Am 1. und 2. März 2013 findet im Dr. von Haunerschen Kinderspital das „1. Internationale Klaus Betke Symposium - Seltene Erkrankungen der roten Zellen“ statt. Der Zeitpunkt ist Programm, denn am 28. Februar jährt sich zum sechsten Mal der „Internationale Tag der Seltenen Erkrankungen“. Eine „seltene Erkrankung“ liegt vor, wenn weniger als 5 Menschen von 10.0000 betroffen sind.

 

Zugleich würdigt das Symposium das Lebenswerk von Prof. Dr. med. Dr. h. c. Klaus Betke (1914-2011), der als international anerkannter Kinderarzt, Wissenschaftler und Direktor des Dr. von Haunerschen Kinderspitals von 1967 bis 1983 nicht nur ein hochverehrter akademischer Lehrer war, sondern auch als Nestor der pädiatrischen Hämatologie (die Lehre vom Blut) in Deutschland gilt.

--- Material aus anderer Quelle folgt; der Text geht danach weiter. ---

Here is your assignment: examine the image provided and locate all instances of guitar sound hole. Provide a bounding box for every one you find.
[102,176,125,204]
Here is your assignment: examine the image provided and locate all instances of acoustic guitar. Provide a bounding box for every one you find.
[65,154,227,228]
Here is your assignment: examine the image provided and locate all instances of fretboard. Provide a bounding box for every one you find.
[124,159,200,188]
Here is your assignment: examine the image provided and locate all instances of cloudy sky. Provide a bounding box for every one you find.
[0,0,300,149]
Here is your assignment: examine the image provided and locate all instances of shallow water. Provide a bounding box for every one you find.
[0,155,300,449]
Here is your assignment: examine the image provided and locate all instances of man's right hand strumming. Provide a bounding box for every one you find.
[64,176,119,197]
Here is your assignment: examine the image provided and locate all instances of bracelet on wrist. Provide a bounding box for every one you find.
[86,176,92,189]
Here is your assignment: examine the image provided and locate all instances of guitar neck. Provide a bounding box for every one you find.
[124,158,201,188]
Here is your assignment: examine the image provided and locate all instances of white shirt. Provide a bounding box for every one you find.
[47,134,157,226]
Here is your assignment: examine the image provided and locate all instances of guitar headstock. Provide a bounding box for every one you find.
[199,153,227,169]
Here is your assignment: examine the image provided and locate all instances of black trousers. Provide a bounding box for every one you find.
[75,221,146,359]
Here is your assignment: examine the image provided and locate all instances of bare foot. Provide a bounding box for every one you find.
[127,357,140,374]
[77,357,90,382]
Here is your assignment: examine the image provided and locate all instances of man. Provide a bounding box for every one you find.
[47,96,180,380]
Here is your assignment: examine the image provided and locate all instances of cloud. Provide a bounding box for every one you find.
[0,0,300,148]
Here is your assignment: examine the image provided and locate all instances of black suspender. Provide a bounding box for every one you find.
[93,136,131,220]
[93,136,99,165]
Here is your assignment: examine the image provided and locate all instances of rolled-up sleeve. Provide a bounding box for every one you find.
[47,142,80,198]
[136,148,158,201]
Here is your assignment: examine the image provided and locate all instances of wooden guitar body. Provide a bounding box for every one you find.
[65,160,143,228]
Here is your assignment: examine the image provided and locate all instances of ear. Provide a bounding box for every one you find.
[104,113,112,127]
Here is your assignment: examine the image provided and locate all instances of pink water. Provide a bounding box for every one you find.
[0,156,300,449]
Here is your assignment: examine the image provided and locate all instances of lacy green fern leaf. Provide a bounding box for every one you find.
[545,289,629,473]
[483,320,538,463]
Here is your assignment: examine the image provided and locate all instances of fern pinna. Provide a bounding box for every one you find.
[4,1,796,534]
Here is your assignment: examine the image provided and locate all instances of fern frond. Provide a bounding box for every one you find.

Auch in anderen Fachbereichen finden Patienten mit seltenen Erkrankungen am Klinikum der Universität München hoch spezialisierte Ansprechpartner. Nun erhält die Medizinische Klinik IV im Bereich der seltenen Erkrankungen eine Zuwendung: Ab dem 1.3.2013 fördert die Else Kröner-Fresenius-Stiftung für zunächst 3 Jahre mit 392.640 € die Langzeituntersuchung von Patienten, die am Cushing-Syndrom erkrankt sind. Die Förderung hat zum Ziel, mindestens 300 Patienten in 4 deutschen Zentren (neben dem Klinikum der LMU das Max-Planck-Institut für Psychiatrie, das Universitätsklinikum Würzburg und das Universitätsklinikum Düsseldorf) in das Register aufzunehmen.